Ohio’s Special Election May Serve as a Standard…What Issue 1 is All About

I'm friday / shutterstock.com
I'm friday / shutterstock.com

States have been doing a lot of thinking about what they want their residents to access. As such, Ohio has decided to put the abortion rights debate at the center of a special election, which was held on Tuesday.

If you saw the ballot, you wouldn’t have seen abortion directly on it. Instead, it was a question known as “Issue 1.”

Issue 1 asked if Ohio voters should be “able to change the constitution with a simple majority vote or whether it should take a higher, 60% majority threshold.”

It’s important to see how Ohio voters responded because abortion rights will be a part of the ballot in November.

Abortion rights advocates wanted issue 1 to fail. Anti-abortion advocates were looking for it to pass so that a simple majority would allow for things to happen.

The special election took place on August 8, and the Associated Press was able to call it that same night. The vote was to reject issue 1. This means that the way the state amends the constitution will remain the same as it has over the past 100 years.

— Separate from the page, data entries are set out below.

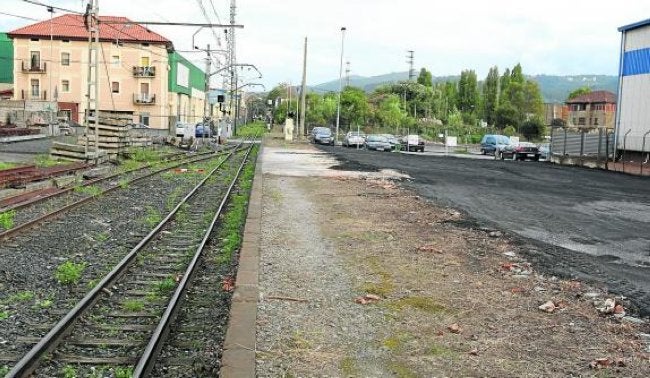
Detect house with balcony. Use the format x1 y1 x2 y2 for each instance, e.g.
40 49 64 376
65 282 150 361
566 91 616 129
7 14 173 129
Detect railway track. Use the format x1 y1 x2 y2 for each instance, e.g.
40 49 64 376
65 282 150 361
0 148 232 240
8 143 255 377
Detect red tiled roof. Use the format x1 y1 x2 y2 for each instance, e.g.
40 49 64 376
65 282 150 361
566 91 616 104
7 14 171 44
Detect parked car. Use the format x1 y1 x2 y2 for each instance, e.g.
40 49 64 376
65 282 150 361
402 135 424 152
495 142 540 161
481 134 510 155
538 143 551 160
343 131 366 147
365 135 393 151
314 127 334 146
194 123 212 138
381 134 400 150
309 126 331 143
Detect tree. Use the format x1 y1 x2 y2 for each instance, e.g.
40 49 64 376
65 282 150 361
567 87 591 100
483 66 499 125
418 67 433 87
519 118 546 140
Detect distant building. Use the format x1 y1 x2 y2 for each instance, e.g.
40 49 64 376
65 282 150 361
8 14 205 129
566 91 616 129
616 19 650 151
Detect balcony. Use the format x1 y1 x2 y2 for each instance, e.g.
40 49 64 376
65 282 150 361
133 93 156 105
20 60 47 74
133 66 156 77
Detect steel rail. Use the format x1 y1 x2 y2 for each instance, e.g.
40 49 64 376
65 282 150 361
0 152 212 212
132 143 255 378
0 149 225 240
6 144 247 378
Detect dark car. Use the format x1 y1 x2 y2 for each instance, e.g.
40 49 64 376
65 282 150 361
495 142 540 161
194 123 212 138
314 127 334 145
481 134 510 155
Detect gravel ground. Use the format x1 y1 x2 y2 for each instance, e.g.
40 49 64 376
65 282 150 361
256 140 650 377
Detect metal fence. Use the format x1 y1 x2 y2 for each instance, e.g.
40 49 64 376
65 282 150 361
550 127 615 166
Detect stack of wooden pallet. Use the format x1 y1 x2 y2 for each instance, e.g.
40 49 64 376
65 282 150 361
50 112 151 160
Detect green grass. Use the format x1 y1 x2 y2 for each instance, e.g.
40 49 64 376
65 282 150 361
143 206 162 228
74 185 102 196
237 121 267 137
54 261 86 285
0 161 16 171
122 299 144 312
0 210 16 230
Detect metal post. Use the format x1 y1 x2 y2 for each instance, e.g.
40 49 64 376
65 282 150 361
334 26 347 144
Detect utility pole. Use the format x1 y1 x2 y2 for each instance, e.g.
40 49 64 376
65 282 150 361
406 50 415 81
345 60 350 87
84 0 100 157
300 37 307 138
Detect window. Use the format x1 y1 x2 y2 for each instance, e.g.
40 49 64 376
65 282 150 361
31 79 41 98
29 51 41 70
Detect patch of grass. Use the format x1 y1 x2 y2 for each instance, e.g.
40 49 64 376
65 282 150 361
54 261 86 285
387 297 447 314
0 210 16 230
61 365 77 378
9 291 34 302
388 362 417 378
34 155 62 168
121 299 144 312
339 356 360 377
0 161 16 171
143 206 162 227
156 277 176 293
74 185 102 196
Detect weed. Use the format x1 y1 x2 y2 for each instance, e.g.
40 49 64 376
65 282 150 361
9 291 34 302
156 277 176 293
61 365 77 378
95 231 111 243
122 299 144 312
144 206 162 227
54 261 86 285
339 357 359 377
74 185 102 197
0 210 16 230
388 297 446 314
114 366 133 378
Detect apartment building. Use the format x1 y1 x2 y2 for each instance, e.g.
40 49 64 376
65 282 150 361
566 91 616 129
8 14 181 129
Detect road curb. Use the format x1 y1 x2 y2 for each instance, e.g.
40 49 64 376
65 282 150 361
219 141 264 378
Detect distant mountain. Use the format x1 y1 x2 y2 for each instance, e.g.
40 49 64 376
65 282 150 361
310 72 618 103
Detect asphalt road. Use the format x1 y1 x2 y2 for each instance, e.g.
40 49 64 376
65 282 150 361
321 146 650 315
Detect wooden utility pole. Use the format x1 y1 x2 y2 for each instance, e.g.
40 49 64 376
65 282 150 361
300 37 307 138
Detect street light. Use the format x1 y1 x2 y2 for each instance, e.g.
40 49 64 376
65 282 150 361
334 26 347 144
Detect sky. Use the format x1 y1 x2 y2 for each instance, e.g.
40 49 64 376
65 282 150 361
0 0 650 90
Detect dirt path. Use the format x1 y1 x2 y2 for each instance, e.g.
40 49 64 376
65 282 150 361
256 140 650 377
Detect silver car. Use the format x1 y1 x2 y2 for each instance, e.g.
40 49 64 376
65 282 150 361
366 135 392 151
343 131 366 147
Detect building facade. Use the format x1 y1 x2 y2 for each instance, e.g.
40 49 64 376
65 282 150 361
8 14 185 129
566 91 616 129
616 19 650 152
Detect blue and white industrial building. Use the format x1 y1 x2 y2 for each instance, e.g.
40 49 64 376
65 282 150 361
616 19 650 155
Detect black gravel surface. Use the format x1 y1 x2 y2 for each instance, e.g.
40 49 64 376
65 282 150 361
320 146 650 315
0 153 230 367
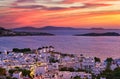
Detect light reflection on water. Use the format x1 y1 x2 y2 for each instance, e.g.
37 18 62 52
0 36 120 59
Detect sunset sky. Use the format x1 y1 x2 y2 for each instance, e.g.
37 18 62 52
0 0 120 29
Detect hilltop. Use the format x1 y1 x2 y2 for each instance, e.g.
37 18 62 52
0 27 54 36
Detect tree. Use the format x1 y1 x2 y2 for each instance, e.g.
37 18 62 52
73 76 81 79
94 57 101 62
0 68 6 76
106 58 113 70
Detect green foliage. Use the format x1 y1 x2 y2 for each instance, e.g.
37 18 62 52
94 57 101 62
59 67 76 72
73 76 81 79
12 48 31 53
49 57 59 63
0 68 6 76
106 58 113 70
97 67 120 79
9 67 31 77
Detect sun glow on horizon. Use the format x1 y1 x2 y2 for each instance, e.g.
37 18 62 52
0 0 120 28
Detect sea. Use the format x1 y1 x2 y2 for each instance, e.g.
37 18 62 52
0 30 120 60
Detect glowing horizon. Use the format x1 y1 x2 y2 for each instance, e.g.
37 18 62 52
0 0 120 29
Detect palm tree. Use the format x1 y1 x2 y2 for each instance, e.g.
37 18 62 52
49 46 54 52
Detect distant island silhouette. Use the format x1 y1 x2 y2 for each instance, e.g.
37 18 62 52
75 32 120 36
0 27 54 36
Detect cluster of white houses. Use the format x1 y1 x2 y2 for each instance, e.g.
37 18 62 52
0 47 120 79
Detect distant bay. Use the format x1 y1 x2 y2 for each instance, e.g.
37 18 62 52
0 35 120 59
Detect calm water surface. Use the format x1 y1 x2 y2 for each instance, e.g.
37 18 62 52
0 36 120 59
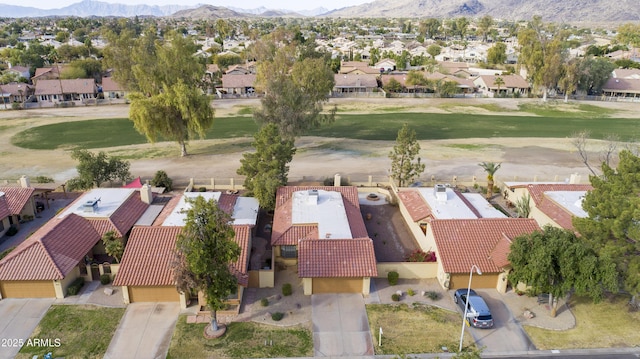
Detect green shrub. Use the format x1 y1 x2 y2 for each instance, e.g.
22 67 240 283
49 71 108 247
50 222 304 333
387 271 400 285
271 312 284 322
425 291 440 300
282 283 293 296
67 277 84 295
4 226 18 237
100 274 111 285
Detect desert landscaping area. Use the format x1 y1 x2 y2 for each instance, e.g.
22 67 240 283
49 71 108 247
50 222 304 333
0 98 640 188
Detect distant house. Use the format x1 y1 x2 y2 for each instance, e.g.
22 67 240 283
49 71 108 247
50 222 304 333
473 75 531 96
271 186 378 295
333 74 378 95
427 218 540 293
102 77 126 99
0 188 150 298
35 79 98 103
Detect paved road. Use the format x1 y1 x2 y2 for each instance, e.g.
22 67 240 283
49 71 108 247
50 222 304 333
311 294 373 357
0 298 54 359
469 290 535 354
104 303 180 359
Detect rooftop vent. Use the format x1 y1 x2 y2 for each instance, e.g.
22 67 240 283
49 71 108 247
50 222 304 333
433 184 447 202
82 198 100 213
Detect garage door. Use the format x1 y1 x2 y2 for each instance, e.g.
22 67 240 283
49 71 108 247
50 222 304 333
449 273 498 289
0 280 56 298
312 278 362 294
129 287 180 303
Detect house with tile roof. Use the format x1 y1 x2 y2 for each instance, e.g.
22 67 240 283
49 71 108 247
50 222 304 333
271 186 378 295
397 184 506 252
427 218 540 293
0 186 151 298
113 192 258 308
505 183 593 230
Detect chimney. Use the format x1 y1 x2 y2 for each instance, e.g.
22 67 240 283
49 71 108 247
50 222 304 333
20 175 31 188
140 184 153 204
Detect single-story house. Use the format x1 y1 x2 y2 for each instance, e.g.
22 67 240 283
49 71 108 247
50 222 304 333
397 184 506 252
0 188 151 298
113 192 258 308
507 183 593 230
473 75 531 95
427 218 540 293
333 74 378 94
271 186 378 295
102 77 127 99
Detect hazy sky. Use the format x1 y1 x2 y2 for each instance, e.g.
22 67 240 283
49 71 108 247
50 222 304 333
12 0 374 10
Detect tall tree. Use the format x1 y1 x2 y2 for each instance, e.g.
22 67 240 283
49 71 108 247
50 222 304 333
508 226 618 316
237 123 296 210
389 123 425 187
478 162 502 199
573 150 640 306
105 28 213 156
67 149 131 191
174 196 240 331
254 46 336 139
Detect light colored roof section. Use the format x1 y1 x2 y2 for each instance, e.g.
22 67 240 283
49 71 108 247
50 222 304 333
298 238 378 278
162 192 221 227
58 188 137 220
0 214 100 280
0 187 35 215
418 187 478 219
544 191 589 218
427 218 540 273
291 190 353 239
462 193 507 218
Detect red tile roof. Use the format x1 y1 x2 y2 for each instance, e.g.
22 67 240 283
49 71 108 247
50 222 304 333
271 186 369 245
398 189 433 222
0 214 100 280
298 238 378 278
527 184 593 230
0 187 35 215
0 195 11 221
113 226 251 287
428 218 540 273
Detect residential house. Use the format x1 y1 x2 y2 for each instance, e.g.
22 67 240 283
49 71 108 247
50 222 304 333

Over 700,000 voters turned out for the votes, and both sides said that the state’s constitution and democracy as a whole was at stake.

There was no question about how the vote went. It failed at a vote of 57% to 43%.

Ohio Senator Sherrod Brown celebrated the vote on Twitter by commenting, “By rejecting Issue 1, Ohioans rejected special interests and demanded that democracy remain where it belongs — in the hands of voters, not the rich and powerful. That is what has always guided me. I am proud to stand with Ohioans in this fight.”

Now that Ohioans have made it clear that they don’t want special interests to rule their version of “democracy,” we may see many more states take a similar approach.

The goal is for the voters to decide what is right and wrong, not those who are in power with their own versions of right and wrong.